Cleland, John
Cleland, John (1710-89): English Writer.
John Cleland owes his posthumous fame to Memoirs of a Woman of Pleasure (1748-49), a novel which caused much scandal upon its publication because of its licentious content and language. Often known as Fanny Hill after the name of the protagonist, Cleland's major work is now regarded as a masterpiece of erotic fiction and has gained a certain eminence within the history of the novel.
A figure of some repute within eighteenth-century English culture, Cleland was a prolific writer, penning dramas, treatises on medicine and a number of novels, all of which are now forgotten, and his acquaintances included Pope, Alexander, Boswell, James and Smollett, Tobias George. He was plagued by debts throughout his life, and Memoirs of a Woman of Pleasure resulted in charges of obscenity and imprisonment. The book was banned until very recently, with the first official American edition being legally authorized only in 1963, but enjoyed immense popularity due to numerous pirated editions.

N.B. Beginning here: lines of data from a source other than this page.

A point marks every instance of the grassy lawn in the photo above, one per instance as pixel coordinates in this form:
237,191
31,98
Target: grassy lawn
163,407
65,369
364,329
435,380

Memoirs is presented as a first person, autobiographical account of the protagonist's life and follows the style of early English novelists such as Defoe, Daniel. The adventures of Fanny Hill, her arrival at London, her tragic descent into prostitution and final redemption through marriage follow a plot similar to that of Moll Flanders. Cleland, however, portrayed Fanny's advance into her degrading profession from the perspective of the protagonist's "education" of the senses and obsession with carnal pleasure. Any sense of literary or moral decorum is absent, but Cleland's intimate knowledge of the London underworld in its minutest detail has recently led to a reassessment of his novel as a highly realistic document of English urban culture and society.
Further Reading:
William H. Epstein, John Cleland: Images of a Life, 1974.